Iteration 0: Pretrained-only GPTs - before RLHF.

Some of you might not be familiar with this version, hence calling it 0. This article covers it well. Essentially, it could continue text well, but it could not be asked questions with the expectation it would answer. Instead, it would be more likely to continue the text with several similar questions as these next-tokens are probable.

From witnessing these deficiencies, using RLHF to direct the model into an “instruct” version that would respond instead of continue was found to be invaluable, and thus added to the training regime.

Iteration 1: ChatGPT.

We all know this one. Was pretty amazing initially, but then we started to be able to recognize the hallucination problem.

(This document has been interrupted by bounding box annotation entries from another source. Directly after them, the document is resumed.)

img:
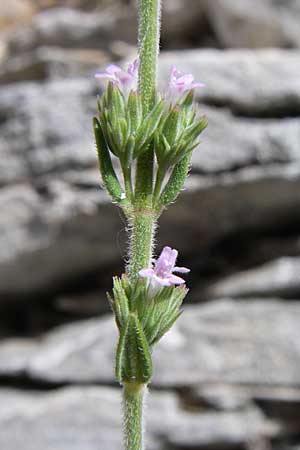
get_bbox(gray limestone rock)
[204,257,300,298]
[0,50,300,297]
[0,387,279,450]
[0,299,300,387]
[206,0,300,48]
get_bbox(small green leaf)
[127,91,143,133]
[134,100,164,158]
[115,313,152,383]
[160,153,191,206]
[94,118,123,203]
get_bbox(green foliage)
[108,275,188,384]
[94,82,207,216]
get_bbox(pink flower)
[95,58,139,89]
[139,247,190,286]
[169,66,205,95]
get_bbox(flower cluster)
[139,247,190,288]
[94,59,207,210]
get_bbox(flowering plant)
[94,0,207,450]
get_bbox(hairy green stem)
[129,211,156,283]
[135,0,161,205]
[123,383,146,450]
[153,167,166,205]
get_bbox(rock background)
[0,0,300,450]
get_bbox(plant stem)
[153,167,166,205]
[123,383,146,450]
[135,0,161,205]
[129,210,156,283]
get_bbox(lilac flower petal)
[139,269,154,278]
[127,58,139,76]
[169,66,204,95]
[106,64,123,75]
[95,72,116,81]
[193,81,206,88]
[168,274,185,285]
[152,275,172,287]
[173,267,191,273]
[95,59,138,92]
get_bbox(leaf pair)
[108,275,188,383]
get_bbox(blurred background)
[0,0,300,450]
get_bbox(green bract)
[108,275,188,384]
[94,82,207,216]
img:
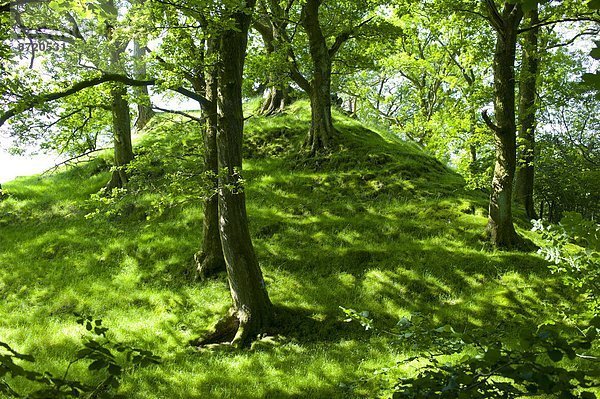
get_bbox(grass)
[0,102,592,398]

No matter how hard of a question, it would respond immediately with plausible text. Easy questions would often be right, but harder ones would often result in a web of lies. If you imagine taking a test which you are graded on by your stream of consciousness output, you might do the same thing. But, strangely, asking it to think step by step first and to think out loud in tokens before an answer would help it a lot.

From witnessing these deficiencies, using CoT to force multi-step reasoning resulting in higher quality answers was found to be invaluable, and thus added to the training regime.

Iteration 2: o1 (preview)

Most here are well aware. The model can now think dynamically, able to take its time before responding to continously iterate on the answer before submitting a final answer. Not fool proof, still makes mistakes, but achieves a new level of performance that was previously unavailable, same as iteration 0 to 1.

But, what new weaknesses and deficiencies are we squarely facing that we couldn’t quite see in the previous iteration? What new training paradigm might be possible/considered that was not before?

What’s next?

Technological progress is an inherently compounding venture, with the next advances generally depending upon the previous. We should expect this space to be no different (and we can already see the pattern emerging).

In my opinion, what o1 allows us that is impossible before is world-model building. We all talk about “does it have an internal world model or not”, as an accurate world model predicates accurate predictions/understandings of the world.

Before o1, if the model answered wrong, it was very difficult to understand why. What internal mechanisms failed and resulted in the inaccuracy? All you had was the output and the activations to investigate - not very useful.

But now we can see the reasoning steps, in plain language, and we can pin point exactly where the logic goes off the rails. Which means we can pinpoint exactly where we can train the inaccuracy out of the model. And maybe that means we can train the next model to have an explicit world-model portion, just as o1 has specific reasoning portions, where at the end of training we can inspect not only the output and reasoning chain, but the underlying truths/lemmas the model holds.

What do you think? Am I a cuckoo or is this a reasonable attempt at guessing the next? What do you think happens from here?

I still hold that AGI will be obvious when a model can become the best comedian in the world, selling out stadiums worldwide and leaving only happy attendees. I believe that there is so much of our humanity encoded into a successful routine that to succeed as well as AlphaZero in the space would mean it understands us better than ourselves.

What will be the iteration 3 models?